Would this have happened if the driver were white, if the passengers were white? I don’t think it would have.

What basis did Dayton have to say that? None. Why assume, having no knowledge of why the officer acted as he did, that this incident has anything to do with race? For what it’s worth, police officers shoot more whites than blacks.

Dayton continued:

So I’m forced to confront, and I think all of us in Minnesota are forced to confront, this kind of racism exists and that it’s incumbent upon all of us to vow that were going to do whatever we can to see that it doesn’t happen, doesn’t continue to happen.

Racism? Really? At the time he spoke, I don’t believe Dayton even knew who the officer was, let alone whether he is a racist. Is there any reason for a governor to jump into a volatile situation like this and start spouting incendiary opinions? I can’t imagine how Dayton can think this is appropriate.

Of course, only hours later we witnessed the massacre of police officers in Dallas.
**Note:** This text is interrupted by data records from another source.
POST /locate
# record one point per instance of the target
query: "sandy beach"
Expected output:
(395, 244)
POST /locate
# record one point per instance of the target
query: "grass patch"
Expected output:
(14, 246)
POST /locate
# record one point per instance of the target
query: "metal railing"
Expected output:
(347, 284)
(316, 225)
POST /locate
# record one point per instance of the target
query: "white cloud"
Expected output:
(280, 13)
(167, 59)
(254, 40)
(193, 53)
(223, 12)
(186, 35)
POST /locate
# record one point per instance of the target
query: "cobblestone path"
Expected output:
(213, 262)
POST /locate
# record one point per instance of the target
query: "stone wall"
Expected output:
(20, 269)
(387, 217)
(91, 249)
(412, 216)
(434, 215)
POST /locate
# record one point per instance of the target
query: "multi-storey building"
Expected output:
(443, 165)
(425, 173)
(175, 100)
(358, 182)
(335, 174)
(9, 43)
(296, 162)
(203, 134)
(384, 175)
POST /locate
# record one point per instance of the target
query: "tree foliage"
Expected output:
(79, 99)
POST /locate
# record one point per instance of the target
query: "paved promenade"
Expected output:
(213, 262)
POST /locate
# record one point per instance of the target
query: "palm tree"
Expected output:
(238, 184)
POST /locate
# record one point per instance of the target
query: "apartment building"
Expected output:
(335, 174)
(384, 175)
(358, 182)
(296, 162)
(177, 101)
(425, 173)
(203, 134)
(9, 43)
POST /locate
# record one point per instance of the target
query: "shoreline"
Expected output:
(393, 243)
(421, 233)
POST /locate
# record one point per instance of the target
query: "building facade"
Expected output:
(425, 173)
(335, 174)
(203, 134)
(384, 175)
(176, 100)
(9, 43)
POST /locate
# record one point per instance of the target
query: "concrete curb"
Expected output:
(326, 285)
We don’t yet know who the perpetrators were or what motivated them, but is there any way that reckless comments like those of Governor Dayton can possibly be helpful? If Dayton isn’t deliberately trying to stir up racial discord, he is doing a pretty good imitation of such an effort.

Jumping to conclusions about Officer Yanez wasn’t Dayton’s only failure of leadership. Less than 24 hours after Castile’s death, Dayton contacted the White House to “request that the U.S. Department of Justice begin an immediate independent federal investigation into this matter.” Here, Dayton needlessly and inappropriately abdicated his own responsibility, and the state’s, to investigate and deal with the circumstances surrounding Yanez’s shooting of Castile.
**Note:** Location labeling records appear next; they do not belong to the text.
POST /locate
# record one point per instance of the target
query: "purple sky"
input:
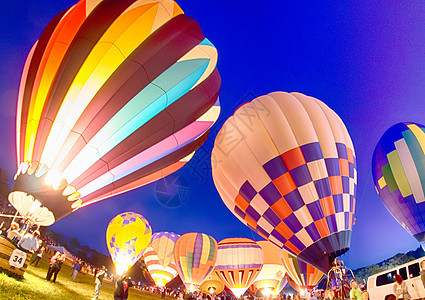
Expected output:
(365, 60)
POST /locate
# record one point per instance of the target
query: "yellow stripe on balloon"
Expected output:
(119, 41)
(419, 134)
(205, 250)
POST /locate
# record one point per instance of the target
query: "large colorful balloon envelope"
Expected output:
(398, 168)
(212, 285)
(239, 261)
(195, 255)
(284, 164)
(114, 95)
(159, 257)
(127, 236)
(273, 272)
(304, 275)
(280, 286)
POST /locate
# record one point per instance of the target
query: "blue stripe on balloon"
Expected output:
(417, 154)
(206, 42)
(197, 251)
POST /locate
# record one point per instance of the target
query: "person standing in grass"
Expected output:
(76, 269)
(121, 290)
(56, 267)
(39, 253)
(99, 281)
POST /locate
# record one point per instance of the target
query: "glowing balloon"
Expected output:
(284, 164)
(242, 257)
(280, 286)
(212, 285)
(159, 257)
(272, 272)
(195, 255)
(398, 168)
(114, 95)
(127, 236)
(304, 275)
Minnesota’s Bureau of Criminal Apprehension is perfectly capable of carrying out the necessary investigation and, as we have recently seen, the FBI is by no means beyond reproach as an investigative agency. Considerations of federalism dictate that a state should not immediately and needlessly cede its own responsibility for criminal justice to the federal government.

All in all, Mark Dayton is an excellent model of what a governor should not be.